6. Bug spray, fly swatters, flypaper, bug zappers, roach motels, and those little bug bombs make you break out in a cold sweat.

5. You've been taking night classes to learn the Zerg language.

4. When you watch the Aliens movies, you cry for every bug that gets shot, cheer when the humans get eaten, and experience a deep, inexplicable fury towards Sigourney Weaver.

3. You've built your own coccoon in the hopes of morphing into a Hydralisk.

2. You refer to yourself as "we" instead of "I" because you're merely an extension of the Overmind's will.

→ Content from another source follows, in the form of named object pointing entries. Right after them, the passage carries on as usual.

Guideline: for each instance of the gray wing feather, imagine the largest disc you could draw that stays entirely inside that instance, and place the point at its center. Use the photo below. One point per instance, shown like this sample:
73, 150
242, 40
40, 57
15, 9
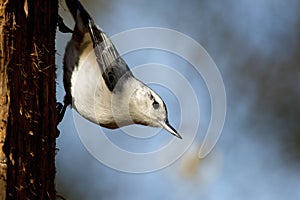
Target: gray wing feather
112, 66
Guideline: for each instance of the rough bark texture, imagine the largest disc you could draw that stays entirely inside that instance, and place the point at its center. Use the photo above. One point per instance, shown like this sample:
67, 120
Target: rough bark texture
27, 99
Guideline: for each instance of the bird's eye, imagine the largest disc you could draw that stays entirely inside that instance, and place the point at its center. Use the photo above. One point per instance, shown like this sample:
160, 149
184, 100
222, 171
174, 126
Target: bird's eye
155, 105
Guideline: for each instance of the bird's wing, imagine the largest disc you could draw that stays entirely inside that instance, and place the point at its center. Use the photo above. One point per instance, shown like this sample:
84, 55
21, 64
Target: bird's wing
112, 66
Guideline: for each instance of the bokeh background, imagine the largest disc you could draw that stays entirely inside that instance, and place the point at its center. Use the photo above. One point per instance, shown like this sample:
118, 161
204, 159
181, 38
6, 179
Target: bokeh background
256, 46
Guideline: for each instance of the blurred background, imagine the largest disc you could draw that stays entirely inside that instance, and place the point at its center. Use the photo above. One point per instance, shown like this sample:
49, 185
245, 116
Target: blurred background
256, 46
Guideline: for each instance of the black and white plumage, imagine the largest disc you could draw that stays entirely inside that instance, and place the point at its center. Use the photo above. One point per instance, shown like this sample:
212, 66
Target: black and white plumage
100, 86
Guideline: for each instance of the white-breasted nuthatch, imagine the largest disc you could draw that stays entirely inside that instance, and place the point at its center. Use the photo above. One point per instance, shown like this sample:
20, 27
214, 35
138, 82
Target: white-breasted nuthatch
99, 84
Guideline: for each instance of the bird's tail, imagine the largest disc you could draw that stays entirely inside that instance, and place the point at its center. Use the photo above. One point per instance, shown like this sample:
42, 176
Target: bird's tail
80, 15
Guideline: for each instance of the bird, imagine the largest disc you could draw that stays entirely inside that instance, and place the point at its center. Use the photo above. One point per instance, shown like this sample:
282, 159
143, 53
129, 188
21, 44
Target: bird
99, 84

1. You've planned out a global campaign of conquest and dinner for the imminent arrival of the Zerg forces. Now, only the Terrans and Protoss sympathizers working under the identity of the dummy corporation known as "Blizzard" stand in the way of your victory.

--by Heartrender


What about the Terrans???

10. You strongly believe Bill Clinton should undergo neural resocialization.

9. You drop out of school to join the Colonial Space Fleet.

8. You begin telling neighborhood children that Santa will be delivering gifts in a Goliath starting next Christmas.

7. You fire your construction contractor, stating that you can get the job done much faster with a few SCV's.

6. You wrap yourself in aluminum foil before going outside, claiming it has "cloaking" technology.

5. You call up your girl/boy friend at 3 in the morning to tell them you love the smell of napalm.

4. You sell your house to live in a trailer park in central Alabama.

3. You ask your eye doctor for an Ocular Upgrade.

2. You join the military in hopes of getting a lifetime supply of StimPacks.

1. You call up the Psychic Network and threaten to blast them with an EMP Shockwave unless they give you $100,000 - Or 100 Minerals and 50 Gas.